Paper transponder cuts RFID costsPaper transponder cuts RFID costs
January 8, 2001
Chicago-International Paper Co. announced that it will team up to with Motorola, Inc. to bring "smart cardboard" to the supply chain, thus giving manufacturers the ability to track even low cost, disposable products after they leave the dock.
The new technology, demonstrated at Pack Expo International in Chicago during November, provides a unique serial number for every package and uses inexpensive radio frequency techniques to transmit the package ID (RFID) to handheld computers. Engineers at Motorola and International Paper believe that the new technology could bring the bar code a step closer to obsolescence. "The bar code was born 25 years ago and now it's coming to its useful end," says Steven Van Fleet, manager of e-packaging for International Paper's Cincinnati Technology Center. "Every package in the future is going to use an RFID tag."

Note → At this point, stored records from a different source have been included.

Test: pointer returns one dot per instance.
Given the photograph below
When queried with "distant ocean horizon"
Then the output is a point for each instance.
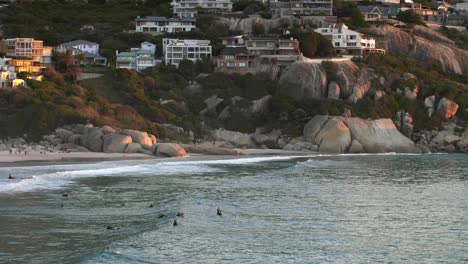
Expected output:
(349, 208)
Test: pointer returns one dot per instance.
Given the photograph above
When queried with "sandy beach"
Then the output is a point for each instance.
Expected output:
(36, 156)
(7, 159)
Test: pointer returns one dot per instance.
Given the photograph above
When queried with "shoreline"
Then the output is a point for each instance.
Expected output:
(35, 158)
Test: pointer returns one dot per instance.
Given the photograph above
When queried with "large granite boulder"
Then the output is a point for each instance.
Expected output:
(133, 148)
(303, 80)
(333, 91)
(116, 143)
(381, 135)
(107, 130)
(313, 127)
(447, 108)
(429, 104)
(63, 133)
(342, 134)
(404, 123)
(92, 139)
(170, 150)
(139, 137)
(334, 137)
(238, 139)
(355, 147)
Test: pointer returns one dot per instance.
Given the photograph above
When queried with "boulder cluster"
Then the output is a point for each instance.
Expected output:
(110, 140)
(336, 134)
(451, 138)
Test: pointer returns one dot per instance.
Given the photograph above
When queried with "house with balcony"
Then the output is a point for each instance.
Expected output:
(188, 8)
(27, 48)
(89, 49)
(136, 60)
(282, 51)
(176, 50)
(349, 42)
(302, 8)
(240, 53)
(160, 25)
(8, 75)
(371, 13)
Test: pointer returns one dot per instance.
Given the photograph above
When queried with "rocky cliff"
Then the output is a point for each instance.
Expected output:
(335, 134)
(423, 44)
(303, 80)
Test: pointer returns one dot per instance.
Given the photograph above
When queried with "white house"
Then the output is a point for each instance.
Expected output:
(176, 50)
(188, 8)
(159, 25)
(346, 41)
(8, 77)
(89, 49)
(78, 47)
(135, 60)
(148, 46)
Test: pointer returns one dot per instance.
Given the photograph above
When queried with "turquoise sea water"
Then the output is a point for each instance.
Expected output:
(316, 209)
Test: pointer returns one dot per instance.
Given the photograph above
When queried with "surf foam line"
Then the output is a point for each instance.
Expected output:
(58, 179)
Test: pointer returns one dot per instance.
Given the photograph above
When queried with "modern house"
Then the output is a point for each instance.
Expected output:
(349, 42)
(176, 50)
(302, 8)
(240, 53)
(89, 49)
(8, 75)
(371, 13)
(188, 8)
(27, 47)
(148, 46)
(135, 59)
(160, 25)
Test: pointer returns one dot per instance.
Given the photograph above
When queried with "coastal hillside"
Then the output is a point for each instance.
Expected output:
(420, 82)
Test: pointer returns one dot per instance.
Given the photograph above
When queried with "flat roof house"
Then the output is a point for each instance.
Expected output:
(159, 25)
(176, 50)
(188, 8)
(27, 47)
(89, 49)
(346, 41)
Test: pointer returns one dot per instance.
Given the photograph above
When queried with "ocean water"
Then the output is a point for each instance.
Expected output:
(312, 209)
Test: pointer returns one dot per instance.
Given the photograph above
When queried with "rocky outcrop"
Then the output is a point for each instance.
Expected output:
(211, 104)
(334, 137)
(447, 108)
(237, 139)
(336, 134)
(429, 104)
(139, 137)
(170, 150)
(424, 45)
(333, 91)
(116, 143)
(451, 138)
(304, 80)
(404, 123)
(133, 148)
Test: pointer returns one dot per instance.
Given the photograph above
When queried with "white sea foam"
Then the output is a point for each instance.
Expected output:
(55, 178)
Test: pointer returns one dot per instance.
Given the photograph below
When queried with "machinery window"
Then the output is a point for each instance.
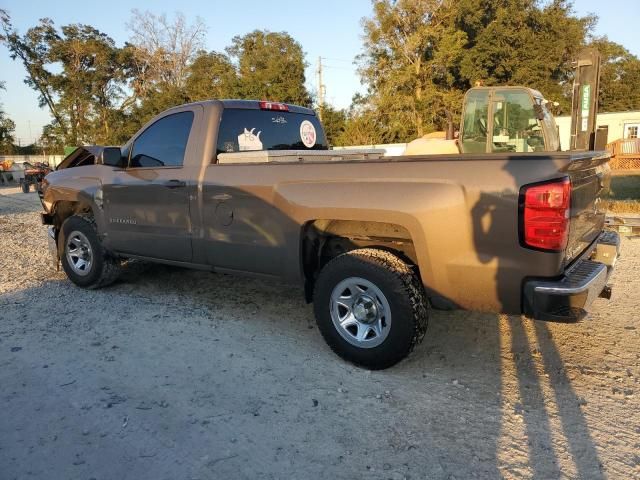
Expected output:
(163, 144)
(515, 125)
(475, 122)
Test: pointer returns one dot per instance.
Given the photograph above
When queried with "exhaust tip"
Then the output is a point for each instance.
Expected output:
(606, 292)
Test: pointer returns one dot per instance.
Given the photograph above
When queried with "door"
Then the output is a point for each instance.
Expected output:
(147, 203)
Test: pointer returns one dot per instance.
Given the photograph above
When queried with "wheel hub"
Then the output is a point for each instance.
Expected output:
(365, 309)
(78, 252)
(360, 312)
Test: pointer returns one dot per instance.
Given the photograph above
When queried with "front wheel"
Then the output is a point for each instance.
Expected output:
(370, 307)
(83, 257)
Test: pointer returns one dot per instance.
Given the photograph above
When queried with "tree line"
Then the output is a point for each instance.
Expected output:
(418, 59)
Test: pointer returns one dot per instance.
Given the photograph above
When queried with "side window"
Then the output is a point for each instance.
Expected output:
(163, 144)
(475, 122)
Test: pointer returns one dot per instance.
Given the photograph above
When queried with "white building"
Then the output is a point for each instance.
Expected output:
(621, 125)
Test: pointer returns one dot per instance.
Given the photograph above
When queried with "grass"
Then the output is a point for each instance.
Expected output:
(624, 194)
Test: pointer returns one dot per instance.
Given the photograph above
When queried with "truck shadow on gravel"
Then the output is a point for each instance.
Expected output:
(527, 351)
(13, 201)
(485, 370)
(513, 357)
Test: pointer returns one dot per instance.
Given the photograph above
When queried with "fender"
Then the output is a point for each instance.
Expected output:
(422, 209)
(81, 186)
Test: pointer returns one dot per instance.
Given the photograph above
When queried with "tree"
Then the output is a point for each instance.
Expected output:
(334, 122)
(520, 43)
(77, 73)
(619, 77)
(411, 54)
(270, 67)
(420, 56)
(211, 75)
(163, 50)
(7, 127)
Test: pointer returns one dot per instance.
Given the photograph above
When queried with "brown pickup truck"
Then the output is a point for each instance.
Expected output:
(250, 187)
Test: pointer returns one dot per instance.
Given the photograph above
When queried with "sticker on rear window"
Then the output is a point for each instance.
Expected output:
(247, 140)
(308, 134)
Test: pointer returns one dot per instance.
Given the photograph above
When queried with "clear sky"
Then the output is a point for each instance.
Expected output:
(328, 28)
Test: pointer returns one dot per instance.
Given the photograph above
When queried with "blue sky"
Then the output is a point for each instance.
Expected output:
(328, 28)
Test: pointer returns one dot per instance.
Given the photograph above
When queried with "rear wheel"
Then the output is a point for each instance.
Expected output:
(83, 257)
(370, 307)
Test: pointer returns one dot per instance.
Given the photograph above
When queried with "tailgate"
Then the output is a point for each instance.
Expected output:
(590, 178)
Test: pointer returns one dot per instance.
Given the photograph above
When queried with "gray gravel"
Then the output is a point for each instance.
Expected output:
(181, 374)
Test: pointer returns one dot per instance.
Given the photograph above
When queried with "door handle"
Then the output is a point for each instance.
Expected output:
(175, 183)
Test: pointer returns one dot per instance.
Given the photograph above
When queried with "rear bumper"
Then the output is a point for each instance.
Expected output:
(568, 298)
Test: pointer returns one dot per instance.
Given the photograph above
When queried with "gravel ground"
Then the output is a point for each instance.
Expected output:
(181, 374)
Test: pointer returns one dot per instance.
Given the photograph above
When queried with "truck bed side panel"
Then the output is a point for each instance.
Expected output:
(462, 214)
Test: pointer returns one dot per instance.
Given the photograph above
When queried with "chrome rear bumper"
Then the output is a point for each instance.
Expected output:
(568, 298)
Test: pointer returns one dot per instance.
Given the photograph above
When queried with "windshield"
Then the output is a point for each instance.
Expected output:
(516, 127)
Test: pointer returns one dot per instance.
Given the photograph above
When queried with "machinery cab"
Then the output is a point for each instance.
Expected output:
(507, 119)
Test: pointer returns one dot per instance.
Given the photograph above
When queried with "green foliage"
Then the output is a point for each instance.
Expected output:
(270, 67)
(410, 63)
(7, 127)
(334, 122)
(77, 73)
(420, 56)
(212, 75)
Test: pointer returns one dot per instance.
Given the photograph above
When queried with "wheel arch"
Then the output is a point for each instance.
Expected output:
(324, 239)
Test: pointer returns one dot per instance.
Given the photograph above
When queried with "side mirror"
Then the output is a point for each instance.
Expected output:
(112, 156)
(537, 108)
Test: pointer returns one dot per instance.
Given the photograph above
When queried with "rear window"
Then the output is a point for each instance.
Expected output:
(250, 129)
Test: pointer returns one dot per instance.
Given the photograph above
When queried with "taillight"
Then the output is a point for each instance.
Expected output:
(545, 215)
(281, 107)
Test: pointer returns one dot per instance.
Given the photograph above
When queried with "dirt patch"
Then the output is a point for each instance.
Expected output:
(172, 373)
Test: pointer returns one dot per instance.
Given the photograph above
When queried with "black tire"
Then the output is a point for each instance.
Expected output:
(104, 269)
(404, 294)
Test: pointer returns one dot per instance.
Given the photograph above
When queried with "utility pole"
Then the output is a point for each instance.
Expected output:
(321, 89)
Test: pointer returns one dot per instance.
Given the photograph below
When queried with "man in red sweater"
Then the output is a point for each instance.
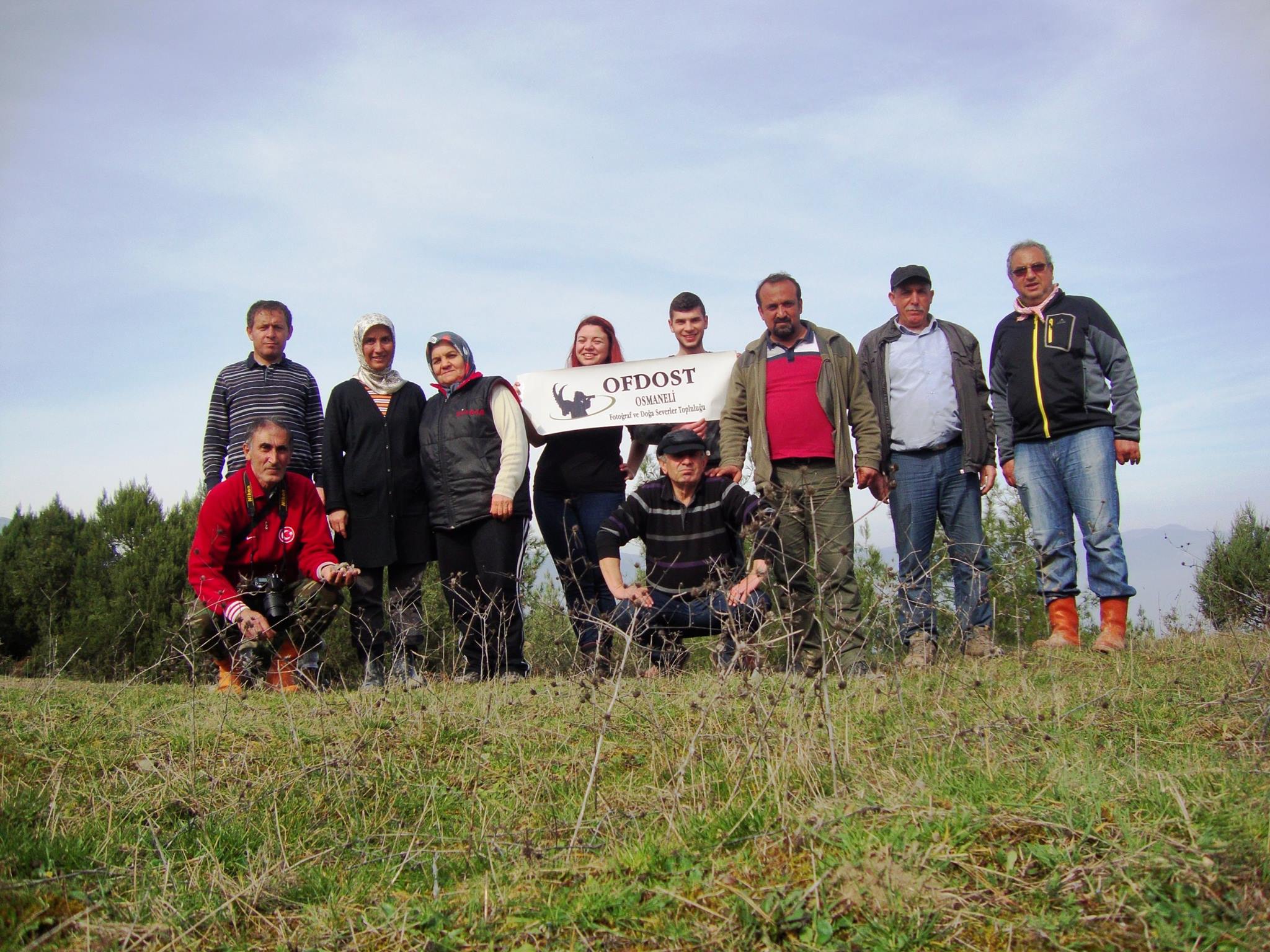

International Paper was scheduled to employ RFID technology developed by Motorola's Worldwide Smart Card Solutions Division (San Jose, CA) by the end of last year. The company says it will eventually use the RFID "tags" on packages ranging from breakfast cereals to lipstick boxes.
Key to International Paper's "smart packaging" is the Motorola technology, introduced in 1999. International Paper engineers say that the Motorola system offers greater potential than past RFID efforts, because it uses a capacative technique, rather than the more traditional inductive methods. As a result, it keeps costs low because it eliminates the need for the more three-dimensional wire coils usually used in inductive systems.
Motorola's entire RFID system consists of a paper transponder, an RFID chip, and a self-adhesive label, known as an "interposer." To create an identification "tag," Motorola places its silicon RFID chip, known as the BiStatix chip, atop the conductive interposer. Then it attaches the self-adhesive interposer to the transponder, which consists of conductive ink on paper.
Unlike bar codes, the new RFID tags will be programmable. Each BiStatix chip contains 96 bits of information-enough to carry a unique serial code for trillions of individual packages.
International Paper engineers say they plan to mass produce the transponders using a low-cost web conversion process, and then plan to use pick-and-place machinery to apply the interposers to the paper. "We're using a carbon black ink to print the antenna on a piece of paper, instead of using a metal etching process," notes Rich Rudolph, project manager for the small e-packaging program at International Paper. "So the costs are far lower."
Using the process, engineers say they can now drive the cost of an RFID tag to less than 30 cents apiece, and maybe as low as 10 cents each. As a result, they expect to push RFID technology into low-cost, disposable packaging, which has not been considered feasible up to now.
Ultimately, engineers hope to drive the cost down to 2 or 3 cents per package, which would enable its use in virtually every kind of package. "There are billions of boxes in the world," Rudolph says. "So there's going to be a tremendous need for a low cost RFID technique."